Five years ago, California residents were asked to conserve water by cutting their use by as much as 30 percent.
They did. And because of it, city of Winters residents will soon see an increase in their water and sewer bills.
“We didn’t anticipate the governor wanting a 30 percent reduction in water use, and everyone jumping on board and doing that,” Shelly Gunby, Director of Finance Management for the city of Winters, said at last week’s council meeting. “It’s been significant.”
Significant because the city covers operational costs and other expenditures with revenue it anticipates receiving from the regular use of water. With water consumption down, revenue has declined while operational costs have increased.
Earlier this year, Gunby formulated three different plans for recovering some of those costs and balancing the books. She presented the three options before the council meeting. All of them called for an increase in both water and sewer rates.
The options largely focused on utility bonds issued by the city. The first option would not change the repayment term or interest rate of current bonds. That option would see the highest increase in on residents’ bills: Sewer service would jump by $10.65 in 2018 with no rate increase in 2019, while water rates would increase by $4.61 in 2018 and again by another $1.96 in 2019.
The second option involved refinancing existing bonds to secure a lower interest rate while not changing the repayment term of 20 years. That option would result in an increase of $9.40 a month for sewer in 2018 with no increase the following year, and a water bill increase of $3.54 a month in 2018 and again by $1.99 in 2019.
Ultimately, the city council leaned more toward a third option: Refinancing the interest rate of existing loans while extending the repayment term by 10 years. The repayment term would be 30 years instead of 20, and residents would see their sewer rate jump by $7.04 a month in 2018 with no increase in 2019 and water rates go up by $1.37 a month in 2018 and $1.99 in 2019.
City Manager John Donlevy said option 2 was the most-favored by him because it showed “the discipline of staying within the existing term” while the other options ultimately costs the city more in the long-term.
Some council members agreed that the second option was more financially-responsible. But all wound up favoring the third option because it hit the pocketbooks of low-income residents the softest.

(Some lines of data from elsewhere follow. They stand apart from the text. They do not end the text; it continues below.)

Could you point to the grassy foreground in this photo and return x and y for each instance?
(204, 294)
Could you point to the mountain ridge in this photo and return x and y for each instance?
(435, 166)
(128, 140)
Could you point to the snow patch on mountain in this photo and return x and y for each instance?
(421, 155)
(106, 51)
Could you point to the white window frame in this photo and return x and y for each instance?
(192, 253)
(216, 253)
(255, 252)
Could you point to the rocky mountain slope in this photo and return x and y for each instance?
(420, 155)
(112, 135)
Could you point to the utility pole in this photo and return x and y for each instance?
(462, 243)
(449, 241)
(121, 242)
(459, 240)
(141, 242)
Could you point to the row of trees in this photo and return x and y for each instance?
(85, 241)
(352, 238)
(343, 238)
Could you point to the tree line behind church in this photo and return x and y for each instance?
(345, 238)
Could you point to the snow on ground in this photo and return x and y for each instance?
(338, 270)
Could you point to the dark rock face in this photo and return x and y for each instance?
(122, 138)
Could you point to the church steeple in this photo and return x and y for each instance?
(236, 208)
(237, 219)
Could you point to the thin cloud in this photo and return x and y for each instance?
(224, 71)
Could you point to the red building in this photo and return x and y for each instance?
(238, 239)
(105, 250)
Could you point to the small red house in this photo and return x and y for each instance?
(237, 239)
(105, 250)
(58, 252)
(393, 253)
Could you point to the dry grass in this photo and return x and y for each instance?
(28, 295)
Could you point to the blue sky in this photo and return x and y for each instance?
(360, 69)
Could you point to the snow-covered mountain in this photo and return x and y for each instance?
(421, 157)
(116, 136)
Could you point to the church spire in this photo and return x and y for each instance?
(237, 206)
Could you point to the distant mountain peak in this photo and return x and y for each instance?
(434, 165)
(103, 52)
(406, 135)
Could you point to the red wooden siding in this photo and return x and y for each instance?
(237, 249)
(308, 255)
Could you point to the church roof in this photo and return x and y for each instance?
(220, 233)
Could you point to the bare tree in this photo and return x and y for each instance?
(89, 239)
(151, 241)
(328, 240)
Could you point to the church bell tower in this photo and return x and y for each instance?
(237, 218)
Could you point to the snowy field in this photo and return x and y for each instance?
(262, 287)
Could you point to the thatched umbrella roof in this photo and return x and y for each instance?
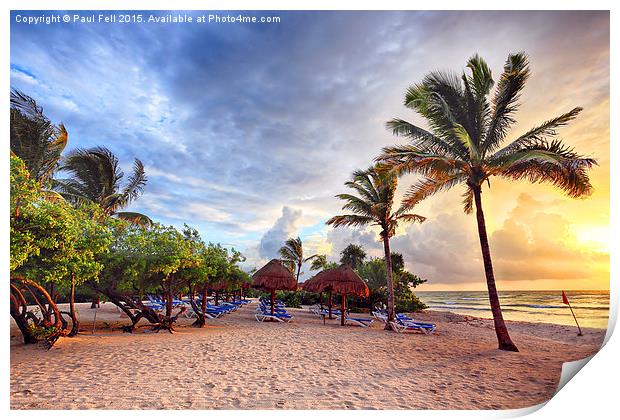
(274, 276)
(341, 280)
(310, 285)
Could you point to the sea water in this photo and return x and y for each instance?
(591, 307)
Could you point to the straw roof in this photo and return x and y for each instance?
(310, 285)
(274, 276)
(338, 280)
(218, 286)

“When I look at option 1 of doing nothing, I think water conservation is here to stay,” City Council Member Jesse Loren said. “I just hear the growing older population saying I’m on a fixed income, and that’s the 7,000 people in our population at least 1,000 are in that age bracket. So as much as I think option 2 is the fiscally-responsible, I’m moving toward option 3 as one that would serve our population best.”
“A lot of this is totally out of our control,” City Council Member Harold Anderson said. “Unfortunately, the best choice of the three is option 3.”
Mayor Wade Cowan and City Council Members Bill Biasi and Pierre Neu agreed. The city council ended the matter with a motion for staff to come back with steps necessary to implement option 3 in the near future.